The American voting process

Another article raises doubts about the technology - this time not about the electronic voting machines, but about the scanners that read paper ballots:
...in liberal Madison, a judge gave each Wisconsin county the option of doing a hand recount or not. Racine declined.
So Whitlock and her colleagues devised a simple work-around. They bought manual counters, mechanical hand clickers. They clicked away as each ballot slipped into the electronic scanner, tallying how many votes were for Clinton, Trump or blank — a so-called under­vote. They kept noticing their totals varied from the scanners. When Whitlock’s team saw the scanner miscount 15 votes in a 300-voter precinct in Elmwood Park, she politely asked officials to do a hand count of that precinct. That was an error rate of five percent in a contest, where statewide, Trump’s margin of victory was less than one percent. Whitlock’s request was swiftly denied...
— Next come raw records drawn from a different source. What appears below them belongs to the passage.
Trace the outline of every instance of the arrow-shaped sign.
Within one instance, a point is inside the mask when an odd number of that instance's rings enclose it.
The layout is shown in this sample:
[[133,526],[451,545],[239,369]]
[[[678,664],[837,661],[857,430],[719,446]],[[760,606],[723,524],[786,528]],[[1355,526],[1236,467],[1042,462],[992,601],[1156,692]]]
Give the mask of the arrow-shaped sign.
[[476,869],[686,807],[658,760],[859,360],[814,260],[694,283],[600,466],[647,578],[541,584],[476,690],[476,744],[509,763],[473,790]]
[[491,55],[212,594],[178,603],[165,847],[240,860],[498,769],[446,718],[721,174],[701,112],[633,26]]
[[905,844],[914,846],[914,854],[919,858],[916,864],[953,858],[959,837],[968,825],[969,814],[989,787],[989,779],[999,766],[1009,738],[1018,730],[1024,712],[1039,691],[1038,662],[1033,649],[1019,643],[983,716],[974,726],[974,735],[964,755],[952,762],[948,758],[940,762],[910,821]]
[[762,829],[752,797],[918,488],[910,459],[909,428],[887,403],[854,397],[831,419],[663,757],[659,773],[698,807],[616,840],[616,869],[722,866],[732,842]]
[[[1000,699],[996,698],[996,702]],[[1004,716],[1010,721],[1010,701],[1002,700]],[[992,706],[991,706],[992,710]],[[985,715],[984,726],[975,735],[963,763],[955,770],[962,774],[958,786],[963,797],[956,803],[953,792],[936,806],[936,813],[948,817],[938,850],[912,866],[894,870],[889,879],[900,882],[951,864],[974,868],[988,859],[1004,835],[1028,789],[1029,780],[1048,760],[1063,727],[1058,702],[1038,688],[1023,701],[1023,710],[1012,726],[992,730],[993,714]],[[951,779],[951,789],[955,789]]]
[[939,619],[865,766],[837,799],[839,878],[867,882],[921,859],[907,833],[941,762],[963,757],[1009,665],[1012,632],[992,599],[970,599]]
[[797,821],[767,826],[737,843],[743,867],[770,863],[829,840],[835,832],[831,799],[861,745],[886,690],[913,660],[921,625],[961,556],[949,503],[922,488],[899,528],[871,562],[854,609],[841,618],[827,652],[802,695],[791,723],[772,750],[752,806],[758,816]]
“Three observers click counted votes. The Clinton and Trump counters clicked considerable more votes than a scanner counted,” said Rennert, wearily reading aloud the challenge. “I have no idea what you’re saying except you are requesting a hand count.”
Rennert put down the paper. She looked at the room, palms up, exasperated. She said nothing.
“Do you want to ask me if you don’t understand?” asked Whitlock.
“No,” Rennert tartly replied. “Is this the purpose of a hand count? Yes or No?”
“The purpose of a hand count is to get to the truth,” Whitlock replied.
“No,” Rennert said, her hands up like stop signs. “How much is it?”
“Three-hundred,” a worker said, referring to the number of ballots.
“I don’t care if it’s five,” Rennert declared. “I am not going to do a hand count for anybody.”
...

They shrugged at the fact that Michigan had Trump’s closest margin nationwide: just eleven thousand votes out of 4.8 million ballots cast. Some seventy-five thousand ballots did not show a vote for president, Michigan’s secre­tary of state office reported on its website.
That last omission is always suspicious. That’s because people tend to vote for the high-profile races if they vote at all. Maybe some of these 75,000 ballots had presidential votes, but they were not properly scanned. If a good number were from around Detroit, which went two-to-one for Clinton, maybe Trump did not win Michigan after all. Local election activists pointed to a 1950s state law that gave dis­cretion to election officials to examine and recount every paper ballot. But Thomas went on TV saying it would not be done. Detroit’s election director followed his cue, apologizing for the sorry state of voting in his city.
The longread is at Salon.

1 comment:

  1. Paper ballots, hand counted, in public.

    Unless those criteria are met, it's probably fair to assume the vote count is incorrect, either accidentally or intentionally.